Before I 'finished' work for the summer, I put in a range of double-safe checks, to make sure that, in the event of me being incapacitated, the right people would have the right information- I had a very brief period of beating myself up this morning, because I had intended to go in to work, and print and post some reports. Quite possibly wearing my Wonderwoman pants, I had already emailed them to other people, to safeguard against the possibility of me being unwell.
I suppose I'm going to 'rest' for the majority of today, seriously contemplating looking into meditation, because my brain is the bit that I need to put on 'snooze', and it's currently screeching at me about the defibrilator at work. Brain, I can't do a damned thing about the defibrilator right now, hush. Aren't brains brilliant? Mine still hasn't looked up the bus-route for my scan on Monday, but it's leaping about asking me WHO is responsible for checking the de-fib, now that the lass who worked for St John's at the weekend has left...
I have just emailed a request for self-referral for assessment with the Occupational Health Service, and I DIDN'T use any creative swearwords, or apportion blame where there was none.
Tick-tock, procedural pathway brain says they might not accept self-referral, and I might have to go via the GP, but at least I'm making a start, doing something other than sitting, surrounded by other people's kebab-boxes, waiting for my brain and body to play another 'hilarious' practical joke on me.

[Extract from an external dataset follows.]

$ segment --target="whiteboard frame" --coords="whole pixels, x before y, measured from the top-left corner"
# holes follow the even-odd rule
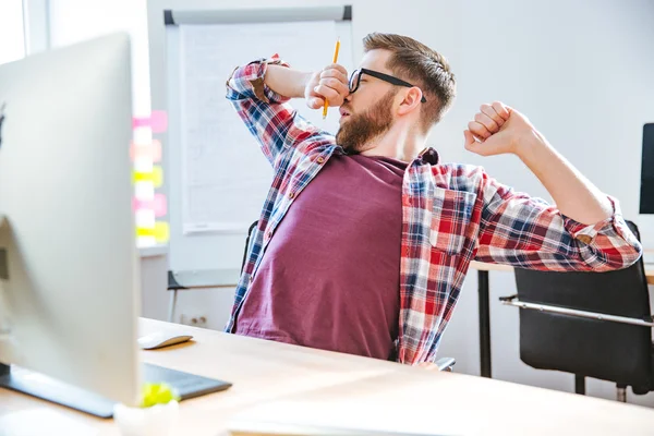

We'll see. I did ask the H&S manager at work to refer me, pointing out that if I did something stupid at work, due to my leaky brain, they'd still be liable, but he just palmed me off, with "I could, but it would take ages.", effectively giving me licence to do stupid things... (That's not how it works, is it?)
Back-trawling and time-flagging for myself, having just had a letter through my door to attend for the OH assessment in four weeks, not sure what to expect, whether they'll have an understanding of the wide-ranging and long-term impacts, or just do 'working memory' tests and such, then declare me functional?
In classic 'me' style, I can't process that outcome until I have it, and I mustn't let myself stagnate and obsess about the fact that I did make mistakes, when I was effectively covering two other people's jobs as well as my own. I'll have to take it as it comes, if I'm 'functional', then I need to start looking for another job, if I'm less-than-functional, I'll start the PIP-process all over again, armed with the evidence that I won't be able to apply for another job within my current pay-band... (Therefore effectively I wouldn't be able to pay my household bills, grim.)